Solved – Repeating k-means, is it helpful

clusteringk-means

I'm working with k-means algorithm, and I'm proceeding in this way:

  1. I've run k-means from 2 to n clusters, I plotted the k-means result of the variance, to get the "elbow", to decide the best trade-off between model and number of clusters, the best result is 4;
  2. I repeated k-means n times, let's say 20,000 times, each time with 4 clusters;
  3. I've stored all the coordinates of the centroids calculated;
  4. I've calculated the mean coordinates of each centroids, that is a mean based on all the 20,000 iteration;
  5. With the new centroids, I calculated for each point in my dateset the smallest euclidean distance, to get the "best" centroids for each point.

The problem is that I got my points distributed in only 3 centroids, i.e. the fourth is not given to anyone. This is in contrast also with the point 1, but if I decided to have 5,6, etc. cluster, there is always an cluster not used.

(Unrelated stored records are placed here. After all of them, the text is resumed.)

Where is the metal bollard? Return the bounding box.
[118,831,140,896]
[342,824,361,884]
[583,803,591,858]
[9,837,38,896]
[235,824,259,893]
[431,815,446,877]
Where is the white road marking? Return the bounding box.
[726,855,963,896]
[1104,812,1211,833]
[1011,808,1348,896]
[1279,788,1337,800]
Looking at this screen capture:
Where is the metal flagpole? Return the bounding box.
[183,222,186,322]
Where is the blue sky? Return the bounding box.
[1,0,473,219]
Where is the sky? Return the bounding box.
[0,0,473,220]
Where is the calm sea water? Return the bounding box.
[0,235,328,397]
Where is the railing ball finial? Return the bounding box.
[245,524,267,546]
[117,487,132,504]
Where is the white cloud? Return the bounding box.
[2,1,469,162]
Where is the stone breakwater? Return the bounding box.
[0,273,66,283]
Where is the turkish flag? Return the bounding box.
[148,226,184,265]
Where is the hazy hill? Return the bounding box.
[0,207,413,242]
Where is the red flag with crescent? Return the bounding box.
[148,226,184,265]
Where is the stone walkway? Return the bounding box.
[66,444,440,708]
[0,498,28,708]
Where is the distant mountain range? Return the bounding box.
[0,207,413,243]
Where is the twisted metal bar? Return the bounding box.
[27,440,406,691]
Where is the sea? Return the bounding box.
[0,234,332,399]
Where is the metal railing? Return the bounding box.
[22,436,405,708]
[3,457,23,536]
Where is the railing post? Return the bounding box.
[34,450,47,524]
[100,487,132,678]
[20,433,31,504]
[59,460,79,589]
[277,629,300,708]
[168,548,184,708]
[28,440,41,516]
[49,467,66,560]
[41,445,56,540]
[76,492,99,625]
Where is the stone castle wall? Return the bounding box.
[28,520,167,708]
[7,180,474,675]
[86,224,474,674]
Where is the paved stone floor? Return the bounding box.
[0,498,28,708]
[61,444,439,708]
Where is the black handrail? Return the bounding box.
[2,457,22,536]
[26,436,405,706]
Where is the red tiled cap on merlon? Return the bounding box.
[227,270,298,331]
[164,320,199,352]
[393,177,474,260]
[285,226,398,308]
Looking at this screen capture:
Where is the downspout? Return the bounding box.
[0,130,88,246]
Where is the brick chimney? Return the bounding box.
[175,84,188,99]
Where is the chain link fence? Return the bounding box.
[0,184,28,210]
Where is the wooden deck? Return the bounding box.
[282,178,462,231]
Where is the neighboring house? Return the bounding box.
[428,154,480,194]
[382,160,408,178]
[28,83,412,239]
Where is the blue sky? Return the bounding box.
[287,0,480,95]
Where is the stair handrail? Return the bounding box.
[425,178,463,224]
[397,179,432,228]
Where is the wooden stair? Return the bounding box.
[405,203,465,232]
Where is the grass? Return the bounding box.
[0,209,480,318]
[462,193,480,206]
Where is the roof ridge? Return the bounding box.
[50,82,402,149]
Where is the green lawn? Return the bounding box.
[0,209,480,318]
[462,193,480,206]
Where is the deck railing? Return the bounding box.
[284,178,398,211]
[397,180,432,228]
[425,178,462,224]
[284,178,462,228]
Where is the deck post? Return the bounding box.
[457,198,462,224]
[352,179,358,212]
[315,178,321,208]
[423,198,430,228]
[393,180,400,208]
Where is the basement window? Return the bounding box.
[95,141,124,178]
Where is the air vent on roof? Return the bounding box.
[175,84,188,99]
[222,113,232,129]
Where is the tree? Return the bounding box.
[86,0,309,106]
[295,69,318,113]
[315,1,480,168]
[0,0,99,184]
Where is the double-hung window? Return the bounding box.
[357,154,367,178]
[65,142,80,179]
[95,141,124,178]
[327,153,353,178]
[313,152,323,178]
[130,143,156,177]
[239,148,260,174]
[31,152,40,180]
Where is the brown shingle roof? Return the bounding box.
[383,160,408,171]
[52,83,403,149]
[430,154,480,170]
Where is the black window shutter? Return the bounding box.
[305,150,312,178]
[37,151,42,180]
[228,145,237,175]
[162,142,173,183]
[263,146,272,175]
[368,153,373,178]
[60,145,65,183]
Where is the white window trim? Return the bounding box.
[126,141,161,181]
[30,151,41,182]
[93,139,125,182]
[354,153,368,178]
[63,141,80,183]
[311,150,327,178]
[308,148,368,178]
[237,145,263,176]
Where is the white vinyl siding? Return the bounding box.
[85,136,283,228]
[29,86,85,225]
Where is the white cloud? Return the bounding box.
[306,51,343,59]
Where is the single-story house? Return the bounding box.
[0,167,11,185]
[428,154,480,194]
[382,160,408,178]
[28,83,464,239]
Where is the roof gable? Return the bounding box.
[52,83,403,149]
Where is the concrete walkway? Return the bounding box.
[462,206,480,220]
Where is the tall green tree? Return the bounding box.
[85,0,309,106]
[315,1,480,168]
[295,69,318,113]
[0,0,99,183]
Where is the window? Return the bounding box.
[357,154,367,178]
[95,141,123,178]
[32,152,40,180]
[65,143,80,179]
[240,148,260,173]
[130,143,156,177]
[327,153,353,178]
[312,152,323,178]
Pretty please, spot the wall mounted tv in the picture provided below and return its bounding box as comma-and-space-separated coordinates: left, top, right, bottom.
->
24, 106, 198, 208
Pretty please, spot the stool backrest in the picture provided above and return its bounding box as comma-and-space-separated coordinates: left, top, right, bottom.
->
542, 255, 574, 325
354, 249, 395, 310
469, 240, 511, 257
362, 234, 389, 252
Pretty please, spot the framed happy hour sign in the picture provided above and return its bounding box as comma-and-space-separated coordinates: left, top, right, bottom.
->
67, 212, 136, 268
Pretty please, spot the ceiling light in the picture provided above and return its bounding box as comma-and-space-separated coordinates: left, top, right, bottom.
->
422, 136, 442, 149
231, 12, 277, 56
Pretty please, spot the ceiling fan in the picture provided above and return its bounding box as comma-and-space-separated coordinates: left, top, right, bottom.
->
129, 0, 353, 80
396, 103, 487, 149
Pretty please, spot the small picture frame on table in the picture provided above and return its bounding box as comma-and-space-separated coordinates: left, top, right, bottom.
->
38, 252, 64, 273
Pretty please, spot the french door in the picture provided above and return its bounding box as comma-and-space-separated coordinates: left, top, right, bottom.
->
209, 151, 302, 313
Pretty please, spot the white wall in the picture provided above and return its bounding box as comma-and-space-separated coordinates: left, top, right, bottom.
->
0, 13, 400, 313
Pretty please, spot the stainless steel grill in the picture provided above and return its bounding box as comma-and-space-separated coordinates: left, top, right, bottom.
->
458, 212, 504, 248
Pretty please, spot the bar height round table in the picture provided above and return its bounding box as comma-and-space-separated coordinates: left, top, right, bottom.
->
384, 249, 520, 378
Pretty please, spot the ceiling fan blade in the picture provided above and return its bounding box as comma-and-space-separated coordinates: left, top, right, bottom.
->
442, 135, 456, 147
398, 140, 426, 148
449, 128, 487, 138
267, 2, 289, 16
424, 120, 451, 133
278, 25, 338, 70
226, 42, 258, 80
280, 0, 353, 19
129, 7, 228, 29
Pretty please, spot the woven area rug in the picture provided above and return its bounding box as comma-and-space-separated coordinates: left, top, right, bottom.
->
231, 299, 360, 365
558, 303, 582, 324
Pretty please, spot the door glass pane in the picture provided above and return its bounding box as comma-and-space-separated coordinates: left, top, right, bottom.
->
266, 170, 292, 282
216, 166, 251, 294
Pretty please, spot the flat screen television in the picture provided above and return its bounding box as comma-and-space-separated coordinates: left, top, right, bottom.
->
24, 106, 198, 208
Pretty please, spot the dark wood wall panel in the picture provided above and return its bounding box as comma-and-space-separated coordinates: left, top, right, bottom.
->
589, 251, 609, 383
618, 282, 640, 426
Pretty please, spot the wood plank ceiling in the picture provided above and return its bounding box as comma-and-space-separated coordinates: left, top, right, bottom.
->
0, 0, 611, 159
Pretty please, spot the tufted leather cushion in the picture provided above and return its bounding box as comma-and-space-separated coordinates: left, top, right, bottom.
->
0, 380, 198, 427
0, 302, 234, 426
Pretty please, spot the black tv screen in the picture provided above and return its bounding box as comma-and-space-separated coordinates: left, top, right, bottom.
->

I know that this mean that a centroids is too much away from my points, but is it correct? And my procedure, is it meaningful? Should I calculate the variance to see the goodness of fit of the model?

Best Answer

Based on your comment, I see that you just take the average of, let's say cluster 1 centers, to come up with the mean of cluster 1 center, i.e. $$\bar{C_{1}}=\frac{1}{n}\sum_{n=1}^{20K} C_{1}^{(i)}$$ which makes your analysis invalid if I'm not missing anything because, even if the k-means algorithm assigns the exact same clusters to your data (i.e. exactly same means), they may come in different order. So, cluster numberings don't possess a specific ordering, which in turn means that their average doesn't make much sense.

There are methods for computing cluster similarities using comembership measures as in cluster_similarity, however even if you get an aligned ordering for iterations $i$ and $j$, they might differ in subsequent iterations. I can't seem to find a straightforward way to mean these cluster centers. Typically, the best one is chosen.